The real unsung heros were the National Lawyers Guild, the NLG, with fluorescent green hats. When there was an arrest, they would rush in and yell, "What's your name?" everybody had the NLG phone number written on their arms with magic markers. They would come to where you were taken and follow you through the arraignment...for FREE! We all took care of each other in a magnificent way. We were all there for the same reason and we were bonded by this vision..."We are unstoppable, another world is possible."

There have been a thousand unforgettable memories, a lifetime's worth. Demonstrating at David Koch's Southampton home where he was holding a $50K/plate fund raiser for Mitt Romney, they had a huge sign, "Mitt Romney Has A Koch Problem", the day Crosby and Nash showed up in Zuccotti Park, I waited an hour getting my camera just the right angle and when they came out, they faced the other direction! Being on the stage with Joan Baez was a keeper for this old folkie. #N17 where we marched over the Brooklyn Bridge and the bat signal was projected on the Verizon building and the court houses. It was delicious.

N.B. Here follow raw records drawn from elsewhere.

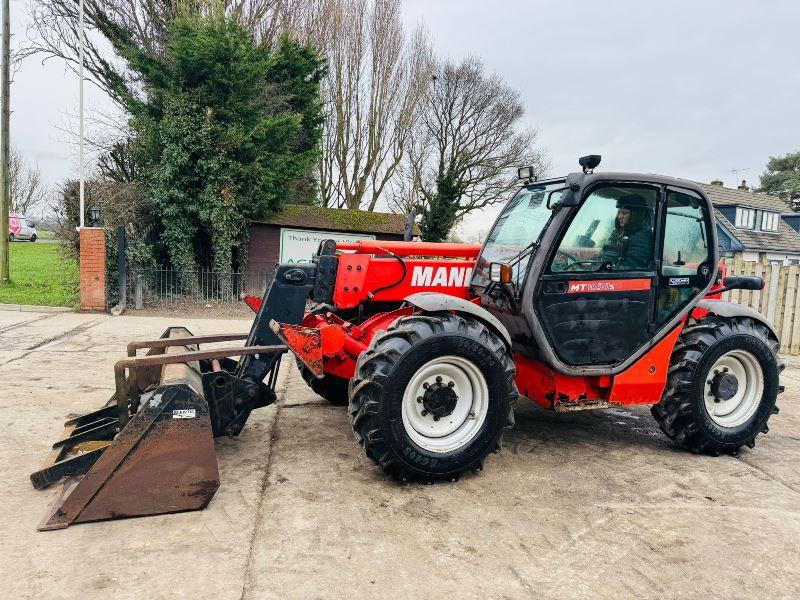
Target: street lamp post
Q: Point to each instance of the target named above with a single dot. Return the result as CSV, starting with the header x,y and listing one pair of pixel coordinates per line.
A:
x,y
5,113
80,116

But I gotta say one of the best was, I got a tip off at midnight, it was December after the raid on Zuccotti Park, that Law & Order SVU had built a fake Zuccotti Park in Foley Square, when I got there, just a production assistant was guarding the set. It had a kitchen and a People's Library and signs and it was really elaborate. But the occupiers were NOT amused. They started arriving and, although I'm sure the producers would have thought differently, a good natured 'occupation' occurred. "We are a movement not a tv plot' was written on the signs.

So we were rascals and obstreperous at times, I'm sure some intended to get arrested and some by accident. I am proud to know them all, all my "OccuPals"... I was proud of every minute I spent at Occupy Wall Street. What I learned is that you can change the world by empowering the people. "Power to the People" John Lennon said, and wouldn't he be right on the front lines?

"Mic check! Mic check!" We changed the language, we changed the world... one hashtag at a time. On Martin Luther King's birthday two years ago, Patti Smith quoted her great song, which has become my anthem...

"And the people have the power, to redeem the work of fools." It's up to us.